As JETNET iQ president, Rolland Vincent, put it: “In the relentless search for product and service differentiation, there is much to be said for having a wide network of facilities and capabilities to capture maintenance service and parts sales, which can be more profitable from a margin percentage than actually building and selling the aircraft.”

He says it is not uncommon for OEMs’ interest in MROs and aftermarket services to increase in periods of declining to flat production. This is because of the fairly predictable streams of revenues that deliver steady earnings.

In fact, OEMs are increasingly willing to boost investments in this sector to lock in this stability.

While Kayanakis was unable to disclose the cost of the ExecuJet deal, other MRO deals have been known to go for as much as $5 billion — as in the case of The Carlyle Group-StandardAero deal.

Bombardier announced in 2018, that it would spend $80 million on a new 300,000 square feet facility in Miami-Opa Locka Executive Airport. This was in addition to the expansion of its Wichita, Tucson and Singapore facilities; not to mention its upcoming centres in London and Tianjin.

It is encouraging customers to “bring their jet home,” with the eventual goal of looking after as many of its jets as possible. As of 2015, the company estimated that 28% of its 4,700-strong fleet was coming into Bombardier’s own maintenance facilities.

The company aims to service one in two of its aircraft by 2020. David Coleal, CEO of Bombardier, said: “In order to bring our jets back home, we have to increase capacity, capability and ensure that we’re taking care of our customers, no matter where they are around the world.”

In the past two years Bombardier has itself added seven line stations and 30 mobile response trucks. The Canadian manufacturer is also looking into changing the way its maintenance hangars are designed and has already upgraded the customer service areas to provide a better overall experience for customers.
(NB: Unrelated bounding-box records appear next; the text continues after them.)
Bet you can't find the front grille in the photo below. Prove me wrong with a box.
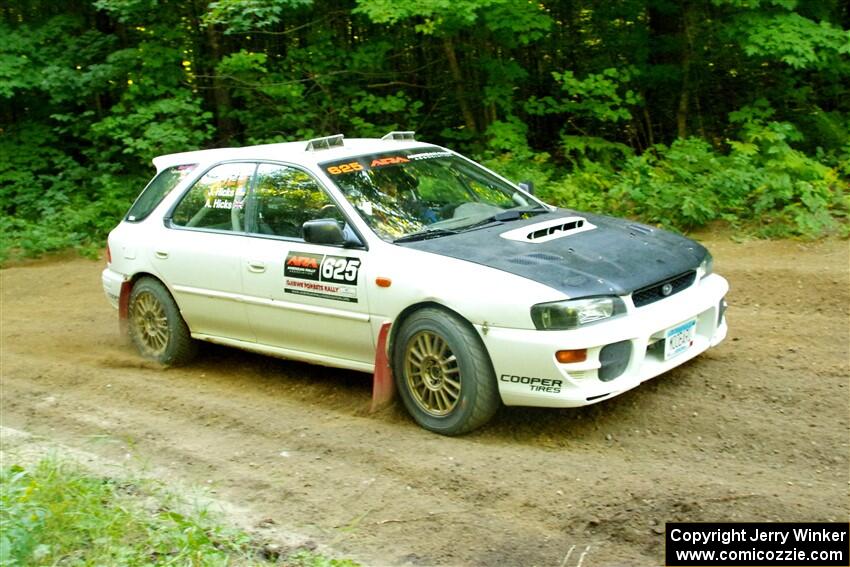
[632,270,697,307]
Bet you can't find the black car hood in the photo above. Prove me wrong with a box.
[399,209,708,298]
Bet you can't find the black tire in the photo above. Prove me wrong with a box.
[393,308,501,435]
[128,278,197,366]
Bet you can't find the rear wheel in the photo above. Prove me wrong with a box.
[393,308,500,435]
[128,278,197,366]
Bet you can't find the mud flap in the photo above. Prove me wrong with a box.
[369,321,395,411]
[118,281,133,338]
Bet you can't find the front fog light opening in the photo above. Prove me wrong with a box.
[699,252,714,279]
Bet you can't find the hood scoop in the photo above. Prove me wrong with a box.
[499,217,596,244]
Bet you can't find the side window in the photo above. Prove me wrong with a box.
[253,163,343,238]
[171,163,257,232]
[126,164,197,222]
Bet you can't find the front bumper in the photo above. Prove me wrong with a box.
[477,275,729,407]
[100,268,126,309]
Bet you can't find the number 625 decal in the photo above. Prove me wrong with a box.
[322,256,360,285]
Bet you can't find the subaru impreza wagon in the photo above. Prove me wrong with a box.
[102,132,728,434]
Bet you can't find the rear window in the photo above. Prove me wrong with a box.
[125,163,198,222]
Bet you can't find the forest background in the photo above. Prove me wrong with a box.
[0,0,850,261]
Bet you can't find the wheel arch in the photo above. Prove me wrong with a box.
[118,271,182,326]
[387,300,493,368]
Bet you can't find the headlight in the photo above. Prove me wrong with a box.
[531,297,626,331]
[699,252,714,279]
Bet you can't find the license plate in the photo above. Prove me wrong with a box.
[664,319,697,360]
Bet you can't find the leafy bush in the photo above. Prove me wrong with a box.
[485,103,850,238]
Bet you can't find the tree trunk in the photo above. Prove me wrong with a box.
[443,37,478,134]
[676,3,693,138]
[206,25,236,143]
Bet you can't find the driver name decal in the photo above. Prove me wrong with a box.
[283,251,360,303]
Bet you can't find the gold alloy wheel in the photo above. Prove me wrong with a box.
[130,291,169,356]
[404,331,460,417]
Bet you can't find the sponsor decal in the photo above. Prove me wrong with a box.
[499,374,563,394]
[369,156,410,167]
[328,161,363,175]
[283,251,361,303]
[407,152,452,160]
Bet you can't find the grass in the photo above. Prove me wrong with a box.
[0,457,357,567]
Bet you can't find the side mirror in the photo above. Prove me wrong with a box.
[517,181,534,195]
[301,219,362,247]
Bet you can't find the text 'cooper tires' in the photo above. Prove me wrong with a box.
[393,308,500,435]
[128,278,197,366]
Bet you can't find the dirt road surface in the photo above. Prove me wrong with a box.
[0,237,850,567]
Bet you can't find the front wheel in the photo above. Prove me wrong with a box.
[393,308,500,435]
[128,278,197,366]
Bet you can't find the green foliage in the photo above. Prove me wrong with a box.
[0,0,850,259]
[203,0,313,33]
[0,457,358,567]
[0,458,259,566]
[526,67,640,122]
[490,102,850,237]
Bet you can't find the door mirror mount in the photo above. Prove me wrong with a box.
[301,219,363,248]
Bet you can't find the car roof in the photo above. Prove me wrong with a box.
[153,138,434,172]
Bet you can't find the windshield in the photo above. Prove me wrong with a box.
[322,148,541,240]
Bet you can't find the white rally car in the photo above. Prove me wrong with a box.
[103,132,728,434]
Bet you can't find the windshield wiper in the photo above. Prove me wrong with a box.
[461,206,551,231]
[393,228,457,243]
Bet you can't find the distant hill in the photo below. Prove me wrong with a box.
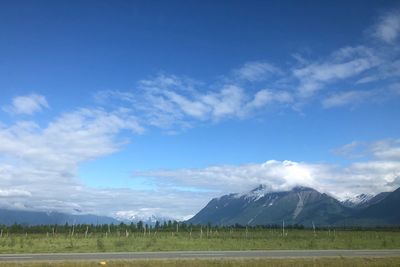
[187,185,400,226]
[0,209,119,225]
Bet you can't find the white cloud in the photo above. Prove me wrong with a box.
[95,75,293,129]
[3,94,49,115]
[373,10,400,44]
[293,46,381,97]
[135,151,400,199]
[233,61,282,82]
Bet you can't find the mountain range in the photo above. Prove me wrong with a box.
[187,185,400,226]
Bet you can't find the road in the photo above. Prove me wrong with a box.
[0,249,400,262]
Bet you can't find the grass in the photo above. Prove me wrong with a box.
[0,257,400,267]
[0,229,400,254]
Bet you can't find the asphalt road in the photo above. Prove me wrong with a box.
[0,249,400,262]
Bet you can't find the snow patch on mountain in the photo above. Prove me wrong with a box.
[342,194,374,207]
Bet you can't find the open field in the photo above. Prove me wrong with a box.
[0,257,400,267]
[0,229,400,253]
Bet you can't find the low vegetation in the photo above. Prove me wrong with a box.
[0,257,400,267]
[0,224,400,253]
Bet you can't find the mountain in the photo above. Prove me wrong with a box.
[0,209,120,225]
[187,185,400,226]
[341,194,374,208]
[342,192,390,209]
[188,185,352,226]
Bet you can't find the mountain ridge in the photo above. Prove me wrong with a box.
[187,185,400,226]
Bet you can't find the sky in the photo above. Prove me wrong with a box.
[0,0,400,219]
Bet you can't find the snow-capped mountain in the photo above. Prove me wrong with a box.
[188,185,349,225]
[187,185,400,226]
[342,194,375,208]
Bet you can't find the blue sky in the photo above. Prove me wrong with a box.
[0,1,400,221]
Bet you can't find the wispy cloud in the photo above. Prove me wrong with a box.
[373,10,400,44]
[135,140,400,199]
[233,61,283,82]
[3,94,49,115]
[96,75,293,129]
[293,46,381,97]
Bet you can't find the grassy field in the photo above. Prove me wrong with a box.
[0,257,400,267]
[0,229,400,253]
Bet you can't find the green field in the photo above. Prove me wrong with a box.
[0,229,400,253]
[0,257,400,267]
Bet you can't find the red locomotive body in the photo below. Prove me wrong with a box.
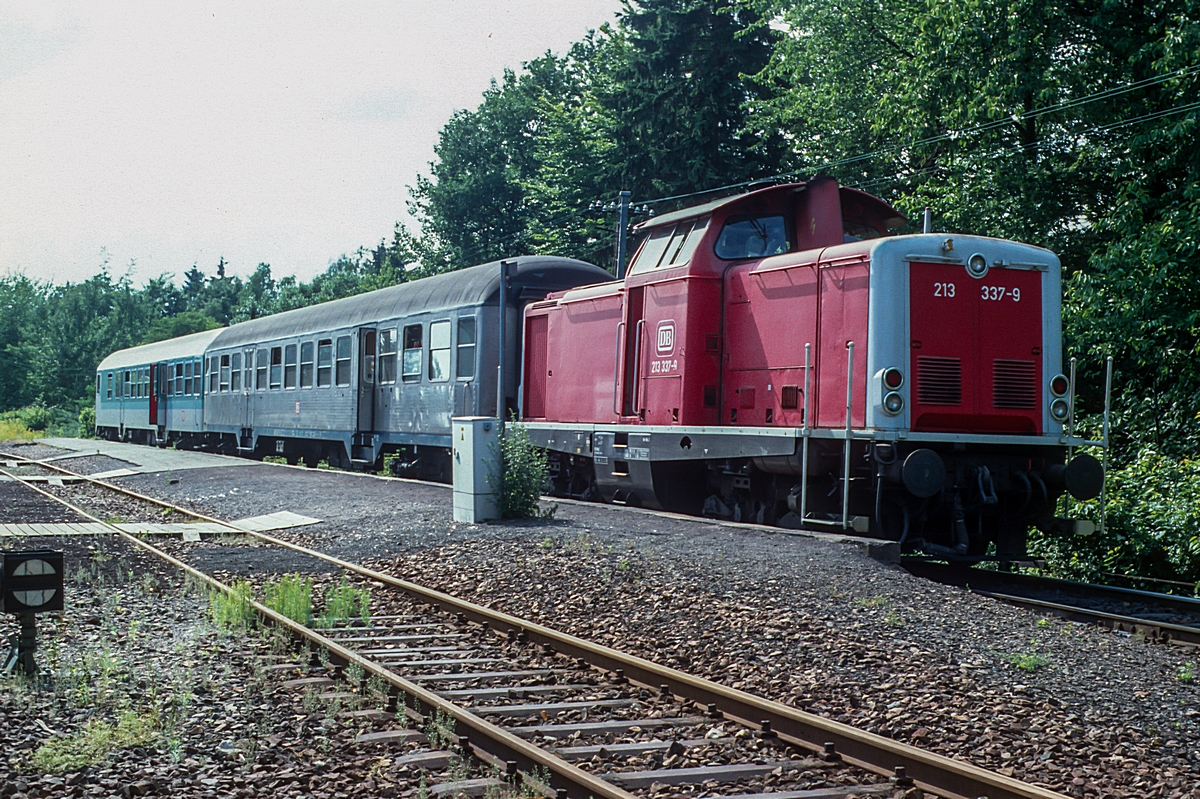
[522,179,1102,558]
Coleal added: “We have great partners in the service sector who are aligned with us. They will never go away. But we’re going to make sure that we’re taking care of as many customers as we can, in as many locations as we can.”

This trend has begun to spur on what is already a cut-throat market, with OEMs and aviation services alike vying for extended outreach. Last May, Jet Aviation completed a $250 million acquisition of fellow business aviation services provider Hawker Pacific, in a strategic move to provide global coverage for its customers. What is less known, however, is that Jet Aviation bested Dassault in a classic auction sniping to win Hawker’s Australian and Middle Eastern facilities.

Vincent said: “Dassault is following in Jet Aviation’s footsteps by acquiring a worldwide MRO network that gives it an even broader global reach.”

The growth of the industry is showing steady signs of expansion outside the traditional Western market. This ensures an increasing need for OEM presence on the ground in distant areas. Vincent also added: “With projections that average aircraft utilization rates will grow in line with stronger demand for charter in the emerging “shared economy”, the demand for MRO and aftermarket services is expected to increase in parallel.”

The move is as strategic for Luxaviation as it is for Dassault. Patrick Hansen, chief executive of Luxaviation Group, said: “We also wanted to make sure that any buyer was a long-term buyer who would grow the business and live up to our responsibility to employees.”

Hansen says that Luxaviation plans to use the cash for more acquisitions. “The sale reshapes Luxaviation very much,” says Hansen. “Maintenance was always a slightly special business compared to the other parts of the group and the sale makes Luxaviation easier to understand both for investors and for customers,” says Hansen. “We can now focus on growing our FBOs, charter and management.”